Felder encourages his student musicians to listen to different recordings of a piece such as Beethoven’s 9th, so they can become familiar with a work they may not know very well. As part of their studies, UConn music students have access to the Naxos Music Library, which contains nearly 90,000 compact disc-length recordings of the classical repertoire.
He may also listen to recordings after his initial study of a piece, but avoids doing so before he has a thorough understanding of what the composer has written.
“There is a real danger of making ill-informed performance decisions if one listens to someone else’s interpretation without truly knowing what the composer wrote,” Felder says. “The gray areas are not written down, and this is where an artist needs to offer an interpretation. There is an Italian word stringendo, which means go faster.
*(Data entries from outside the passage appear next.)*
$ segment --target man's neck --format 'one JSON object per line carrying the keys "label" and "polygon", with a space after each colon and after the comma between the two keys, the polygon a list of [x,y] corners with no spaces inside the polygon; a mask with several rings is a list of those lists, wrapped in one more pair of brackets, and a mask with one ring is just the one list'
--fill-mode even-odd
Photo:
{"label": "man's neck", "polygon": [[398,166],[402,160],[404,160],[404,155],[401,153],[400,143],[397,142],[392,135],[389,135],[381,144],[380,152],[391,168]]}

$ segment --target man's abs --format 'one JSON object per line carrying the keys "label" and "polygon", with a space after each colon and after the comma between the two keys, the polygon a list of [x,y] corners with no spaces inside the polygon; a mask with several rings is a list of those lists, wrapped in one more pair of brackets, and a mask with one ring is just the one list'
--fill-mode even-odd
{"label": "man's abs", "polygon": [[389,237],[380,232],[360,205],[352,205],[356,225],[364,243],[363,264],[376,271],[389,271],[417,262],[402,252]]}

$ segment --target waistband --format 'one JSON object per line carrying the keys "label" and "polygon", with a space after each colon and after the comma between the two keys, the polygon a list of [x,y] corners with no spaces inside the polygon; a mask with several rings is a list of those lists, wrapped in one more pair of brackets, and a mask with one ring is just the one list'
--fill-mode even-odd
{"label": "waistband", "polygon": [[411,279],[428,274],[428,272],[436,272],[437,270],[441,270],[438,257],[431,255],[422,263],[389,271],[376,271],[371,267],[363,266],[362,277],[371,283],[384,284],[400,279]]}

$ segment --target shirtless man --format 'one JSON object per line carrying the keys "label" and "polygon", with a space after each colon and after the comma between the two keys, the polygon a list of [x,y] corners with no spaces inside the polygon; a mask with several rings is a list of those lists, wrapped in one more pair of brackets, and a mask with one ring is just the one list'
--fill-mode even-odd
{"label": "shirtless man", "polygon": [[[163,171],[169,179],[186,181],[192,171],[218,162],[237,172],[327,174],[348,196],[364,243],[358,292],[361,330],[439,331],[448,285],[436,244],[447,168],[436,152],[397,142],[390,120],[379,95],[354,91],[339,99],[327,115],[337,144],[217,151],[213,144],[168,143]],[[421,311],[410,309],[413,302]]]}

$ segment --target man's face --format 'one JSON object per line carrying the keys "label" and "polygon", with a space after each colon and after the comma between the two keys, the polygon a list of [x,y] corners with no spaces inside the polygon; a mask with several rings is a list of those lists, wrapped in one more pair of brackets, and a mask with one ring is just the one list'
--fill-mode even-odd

It doesn’t say how much faster; that’s an interpretive thing I will have to decide. Do I want to run, trot, or walk quickly? If I listen to a recording I may hear that the conductor runs, or in another version he walks fast, but still a stroll. Without my initial study of the piece, I could think one of these interpretations may be what the composer wrote rather than a choice made by a particular conductor.”
In mid-November, when the two UConn choral groups and orchestra were brought together for the first time in a large rehearsal room in the Music Building, Felder and Spillane stopped and started sections of “Symphony No. 9” and the two other program works – Schubert’s “Magnificat” and “Antiphon” by Vaughn Williams – to provide guidance for their musicians.
“If we can come to this moment and present that in that sort of controlled, serious way, it’s a wonderful dramatic moment in the piece,” Felder told the vocalists, after they had completed a section of the Beethoven work he had corrected for timing. “But if it rushes and feels urgent or out of control, it loses that impact.”
The two professors say they look forward to collaborating in the future on other works that incorporate choral and orchestral ensembles, such as Carl Orff’s “Carmina Burana,” Gabriel Fauré’s “Requiem in D Minor,” or the Holocaust remembrance by Stephen Paulus, “To Be Certain of the Dawn.”
“We’re going to try to do something every year, some major work,” Spillane says. “There is so much great music for large chorus and orchestra, and it’s an experience both our chorus and audience should have.”